The human problem arose only much later. The people who had been sent to Antarctica had all been chosen from the best and brightest of their respective nations. All of them were possessed of astonishing perseverance, tenacity, endurance, grace in the face of crisis, physical strength, adaptability to difficult environments, social acuity, and on top of that, high levels of intelligence and accomplishment. They were all people who could calmly handle a life in which six months of the year must be spent cooped up in night and snow—even if it continued for two or three years.
However, as it gradually began to sink in that they couldn’t go back … and that even if they could go back, they would not see any of their loved ones—a certain degenerate emotion began to creep in.
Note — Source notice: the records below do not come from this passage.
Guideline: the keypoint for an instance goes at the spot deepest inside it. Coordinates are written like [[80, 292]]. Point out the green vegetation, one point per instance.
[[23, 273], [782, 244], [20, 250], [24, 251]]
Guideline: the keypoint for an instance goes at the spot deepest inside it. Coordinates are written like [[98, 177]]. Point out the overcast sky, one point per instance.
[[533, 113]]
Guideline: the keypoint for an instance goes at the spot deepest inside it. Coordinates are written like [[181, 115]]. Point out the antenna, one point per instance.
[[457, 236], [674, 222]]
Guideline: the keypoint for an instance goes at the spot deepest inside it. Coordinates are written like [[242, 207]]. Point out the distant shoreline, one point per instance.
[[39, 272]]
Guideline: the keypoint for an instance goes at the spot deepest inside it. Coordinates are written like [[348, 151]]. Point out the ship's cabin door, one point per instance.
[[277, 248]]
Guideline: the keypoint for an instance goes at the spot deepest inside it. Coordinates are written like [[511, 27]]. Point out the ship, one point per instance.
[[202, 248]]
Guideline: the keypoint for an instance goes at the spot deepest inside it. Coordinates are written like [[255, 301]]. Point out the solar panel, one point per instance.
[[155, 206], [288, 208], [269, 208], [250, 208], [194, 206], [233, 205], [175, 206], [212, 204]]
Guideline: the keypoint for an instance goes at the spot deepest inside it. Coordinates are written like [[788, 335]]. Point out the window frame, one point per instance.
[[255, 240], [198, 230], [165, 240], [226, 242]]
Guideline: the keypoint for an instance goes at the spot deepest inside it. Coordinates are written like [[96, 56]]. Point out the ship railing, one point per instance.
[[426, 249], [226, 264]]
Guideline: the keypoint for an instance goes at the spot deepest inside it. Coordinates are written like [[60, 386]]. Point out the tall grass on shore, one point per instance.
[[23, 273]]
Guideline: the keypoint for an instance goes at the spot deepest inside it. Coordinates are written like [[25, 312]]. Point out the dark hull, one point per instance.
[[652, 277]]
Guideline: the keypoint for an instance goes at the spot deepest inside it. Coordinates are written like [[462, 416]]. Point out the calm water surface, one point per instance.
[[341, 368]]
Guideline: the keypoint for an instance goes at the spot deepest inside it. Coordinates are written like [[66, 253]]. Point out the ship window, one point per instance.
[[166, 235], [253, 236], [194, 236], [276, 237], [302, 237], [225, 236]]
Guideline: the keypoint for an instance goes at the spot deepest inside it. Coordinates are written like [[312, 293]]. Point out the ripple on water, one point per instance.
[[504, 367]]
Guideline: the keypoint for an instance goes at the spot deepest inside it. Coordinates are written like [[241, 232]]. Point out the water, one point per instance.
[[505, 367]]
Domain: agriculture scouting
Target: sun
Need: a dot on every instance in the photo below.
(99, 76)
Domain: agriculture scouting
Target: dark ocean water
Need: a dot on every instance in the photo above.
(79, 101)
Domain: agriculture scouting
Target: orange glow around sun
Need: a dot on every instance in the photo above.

Its first appearance—though it certainly didn’t affect all of them—was among the journalists who had been dispatched to Antarctica on assignment. In general, they had planned to spend one year there to get a “peek” at life in Antarctica. The busy, lively world to which these people truly belonged was that of the roar of rotary presses, flashbulbs, ringing telephones, and voices shouting “Extra! Extra!”—where broadcast waves and gossip and information roared across the globe. As reporters on mountaineering an
d on the polar region itself, whether they liked this extreme lifestyle themselves was beside the point—their essential nature was that of the traveler roving from one end of the globe to the other. The journalist lifestyle was comprised of periods of rest cheered by reminiscences of prior journeys, followed by a move on to the next journey, impelled by the invitation of the unknown. Such people were from the outset not suited to a life of confinement and not knowing whether that isolation would ever end. They had come to Antarctica to be the eyes and ears of the world, but they were eyes and ears for the gently clamorous “mind” of the world that had now been lost.
At the beginning of their sudden, coincidental stranding, the press pool had oddly seemed to become all the more vigorous. The writers grew desperate to learn about the worldwide pandemic and had labored on in fruitless efforts to somehow communicate with the world’s survivors.
There had also been one who had stowed away on a nuclear submarine and attempted to escape. After this, as most of them were adjusting to the basic lifestyle of Antarctica, one of them had …
In the space of three years, eighteen of the Antarcticans went mad, and three committed suicide. The suicides included two young reporters and one cook. Out of a population of ten thousand, this was a surprisingly small number.